Concrètement, le ministère réfléchit donc à un nouveau service de transport en commun avec un cadencement compris entre 5 et 10 minutes aux heures de pointe et inférieur à 15 minutes en heures creuses, effectué par des véhicules d’une capacité de 150 personnes, contre deux fois moins pour les bus traditionnels. Soit la possibilité de transporter quelque 1.000 personnes à l’heure aux heures de pointe, selon les calculs du service Mobilité du ministère, contacté par Paperjam.lu.

Mais alors que dans sa réponse parlementaire François Bausch fait état d’un tracé entre Dudelange et Differdange, les discussions en cours se focalisent plus sur «un noyau central» reliant Esch-Belval à Schifflange «qui devrait être agrandi dans un deuxième temps», selon la cellule en charge de la coordination du dossier. Que ce soit vers Dudelange ou vers Rodange.

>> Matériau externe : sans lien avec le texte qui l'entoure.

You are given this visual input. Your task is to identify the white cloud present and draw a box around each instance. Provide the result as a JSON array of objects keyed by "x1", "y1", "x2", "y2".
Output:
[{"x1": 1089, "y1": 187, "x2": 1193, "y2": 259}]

Relier directement Esch-Belval au Kirchberg

Car la mise en place d’un service de «bus à haut niveau de service», comme c’est d’ores et déjà le cas à Metz ou à Nancy, nécessite «une rénovation urbaine, voire un réaménagement de l’espace-rue», selon les termes du ministre. En effet, le concept prévoit non seulement des voies séparées réservées et un caractère prioritaire face aux autres passagers de la route, mais aussi la mise en place d’une coordination avec les réseaux existants – en l’occurrence le réseau TICE et les CFL – afin de permettre une interconnexion efficace de tous les transports en commun.

Destiné à mettre en place «une offre performante de transport collectif afin de répondre aux besoins de la région ciblée», ce projet doit également, à terme, permettre d’étoffer la liaison entre Esch et Luxembourg-ville, via une connexion avec «la voie de bus projetée sur l’autoroute A4», précise François Bausch. Cette dernière, qui doit relier le rond-point Raemerich à la Cloche d’Or, permettrait ainsi aux usagers de connecter Esch-Belval au Kirchberg, via ce «super bus», puis le tram.

Selon les estimations du service de la mobilité, les appels d’offres qui devront être lancés pour la réalisation des infrastructures pourraient se faire «d’ici les cinq prochaines années». Les marchés publics pour l’acquisition des véhicules spéciaux nécessaires devraient quant à eux être lancés quelques années plus tard. Dans tous les cas, après la mise en service complète de la ligne du tram, prévue pour 2020/2021.